Physical Properties #4
Previous parts of this series:
Relational query planning makes a distinction between "logical properties" and "physical properties." Logical properties are the attributes of a result set that are essential to it being considered correct, such as "which rows are present." Physical properties are those that are artifacts of the way we computed a result set, like the order of the rows in a stream.
One way I've defined physical properties in the past is that they are able to be "enforced." A property is physical if there's an idempotent operator that can bring a result set that doesn't satisfy a given property into one that does. An unordered relation can be sorted to get an ordered one, for example. Since these operators only change physical properties, they are a sort of logical no-op.
One thing about this physical/logical distinction is that it's particularly as clear cut as it first sounds. It's sort of fake. Or at least kind of hazy. There are aspects of even specific query languages, like SQL, that can be modelled either way.
When we declare something to be a physical property rather than a logical property, what we're doing in effect is constructing an equivalence relation on the set of result sets where we say result sets that differ only in physical properties are equivalent.

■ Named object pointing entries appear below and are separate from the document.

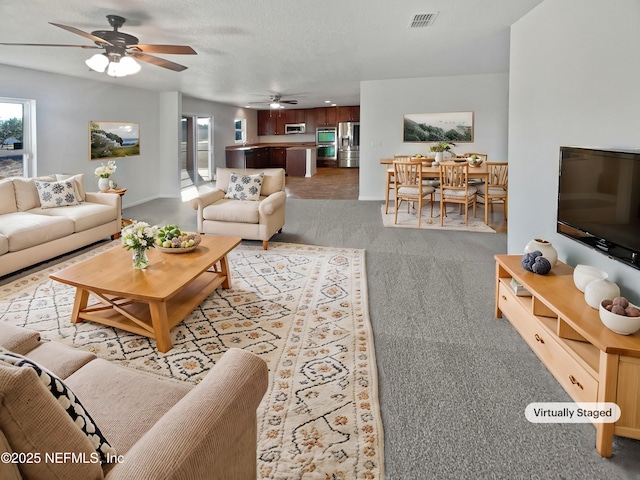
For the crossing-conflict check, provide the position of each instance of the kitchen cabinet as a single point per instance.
(235, 159)
(249, 158)
(326, 116)
(258, 158)
(592, 363)
(278, 157)
(294, 115)
(310, 120)
(349, 114)
(266, 123)
(271, 122)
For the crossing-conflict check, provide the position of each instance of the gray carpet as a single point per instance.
(454, 380)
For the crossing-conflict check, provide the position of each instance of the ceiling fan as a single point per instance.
(119, 49)
(275, 101)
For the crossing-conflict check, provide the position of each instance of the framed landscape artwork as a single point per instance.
(113, 139)
(454, 127)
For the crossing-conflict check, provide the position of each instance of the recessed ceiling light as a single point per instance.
(421, 20)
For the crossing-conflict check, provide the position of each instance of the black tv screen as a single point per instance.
(599, 200)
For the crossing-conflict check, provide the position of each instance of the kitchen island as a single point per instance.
(298, 159)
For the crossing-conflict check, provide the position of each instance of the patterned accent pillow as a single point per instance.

Ordering being a physical property rather than a logical one means things like the following equivalence hold:
[1 2 3]
=
[2 3 1]
There isn't really a way to turn ordering into a logical property, at least in SQL, since the language itself is so ignorant to ordering semantically. Consider another property though, like "does this result set need to be deduped?"
If I run the SQL query
SELECT DISTINCT * FROM abc
We might represent this as the tree
DistinctNode
^
|
Scan(abc)
But we might also just represent it as
Scan(abc)
With the required physical property that "this result set requires deduplication," which can be enforced with a Distinct enforcer. The difference here is that we wouldn't treat the distinct operation as an operator that can be pushed around and rewritten with algebraic rules, but rather as a property that at optimization time we would try inserting at various places to find the best spot for it.
Why would we pick one over the other? Well, there are tradeoffs for both.

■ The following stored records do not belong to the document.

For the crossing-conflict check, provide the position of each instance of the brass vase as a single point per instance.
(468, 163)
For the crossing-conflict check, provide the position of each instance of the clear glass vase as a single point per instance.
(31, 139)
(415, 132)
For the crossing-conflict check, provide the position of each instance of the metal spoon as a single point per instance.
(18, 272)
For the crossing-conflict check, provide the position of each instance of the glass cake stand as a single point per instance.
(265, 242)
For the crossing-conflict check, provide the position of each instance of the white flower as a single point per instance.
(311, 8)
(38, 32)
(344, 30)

In Cascades, the algorithm for optimization is something like this. We want an expression having a given set of physical properties, so we enumerate over all (non-strictly) weaker physical properties and see if the expression can give them to us. If it can, we insert an enforcer to go from those weaker physical properties to the ones we actually want. If we do this for every weaker properties, then we must find the optimal combination of "natural" properties and enforced according to our cost function.

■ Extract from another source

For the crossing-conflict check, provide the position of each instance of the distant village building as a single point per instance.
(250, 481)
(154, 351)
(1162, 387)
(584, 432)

fn optimize(group, desired):
let best = None
let best_cost = Infinity
for props in weaker(desired):
let enforced = enforce(request(group, props), props, desired)
if enforced.cost < best_cost:
best = Some(enforced)
return best
Of course, in practice, there are too many sets of physical properties weaker than any given set, since they're generally the product of a bunch of different individual physical properties, so we generally use some simpler heuristic algorithm to try them one at a time. You can see a real-world implementation of this idea in the Cockroach optimizer.
However, this means that the more things we make physical properties, either the more our heuristic algorithms will stray away from optimality, or the more we will succumb to combinatorial explosion when we try to descend down the poset of physical properties.
Lots and lots of things can be modelled this way, for instance, when a join occurs can be seen as a physical property
rather than a logical one. In general things being physical properties sort of descend into a kind of brute force search
that gives up a lot of the flexibility that Cascades offers and so I think generally when possible
it makes more sense to keep things as logical properties.
It's also easier to debug rewrite rules than the optimize
procedure since
you're tracking things in the memo as rewritten expressions rather than a
complicated recursive procedure.
I don't think anyone has done a full exploration of the design space here but I'm sure there are some clever tricks used to model various aspects of relational expressions in commercial optimizers. It's hard to get a sense for that stuff from the outside! If you work on such a tool that pulls these sorts of tricks I'd love to hear from you about it.